- Born: December 29, 1958 (age 66) Hoboken, New Jersey, U.S.
- Position: Linesman
- Played for: National Hockey League
- Playing career: 1984–2008

= Pat Dapuzzo =

Pat Dapuzzo (born December 29, 1958) is a retired National Hockey League linesman. Over an extensive officiating career that spanned from 1984-2008, he was known for wearing the distinctive uniform number 60. Throughout those 24 years, Dapuzzo played a crucial role in managing the flow of countless NHL games, ensuring fair play and upholding the rules on the ice.

==Biography==
Dapuzzo grew up in North Bergen, New Jersey, where he played roller hockey near his church and attended Franklin Elementary School. Despite limited local ice skating opportunities, he developed impressive skating skills that helped him become an NHL linesman just six years after high school, starting in the 1984–85 NHL season. Over his career, he officiated 1,532 regular-season games, 63 playoff games, an NHL All-Star Game, and the 1991 Canada Cup, earning respect for his fairness and expertise at both national and international levels.

==Retirement==
Dapuzzo retired after the 2007–08 NHL season following a serious injury sustained on February 9, 2008. He was accidentally struck in the face by the skate of Philadelphia Flyers' Steve Downie during a game.

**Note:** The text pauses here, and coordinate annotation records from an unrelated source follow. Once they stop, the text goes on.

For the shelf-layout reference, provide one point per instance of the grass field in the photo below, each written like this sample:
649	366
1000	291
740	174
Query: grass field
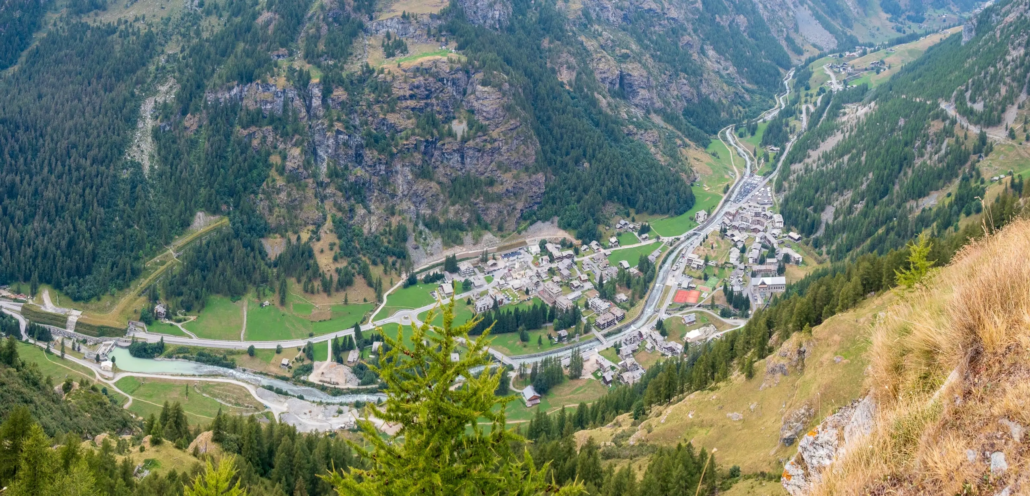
408	298
272	322
220	319
53	365
510	345
633	254
200	404
704	200
626	239
752	142
569	393
462	313
165	458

The incident caused ten facial fractures and nearly severed his nose, which required over forty stitches to reattach. The injury, which might have been prevented had he been wearing a visor, effectively ended his officiating career and prompted discussions about safety equipment for officials. Despite the setback, Dapuzzo remained involved in hockey as a part-time scout for the Toronto Maple Leafs.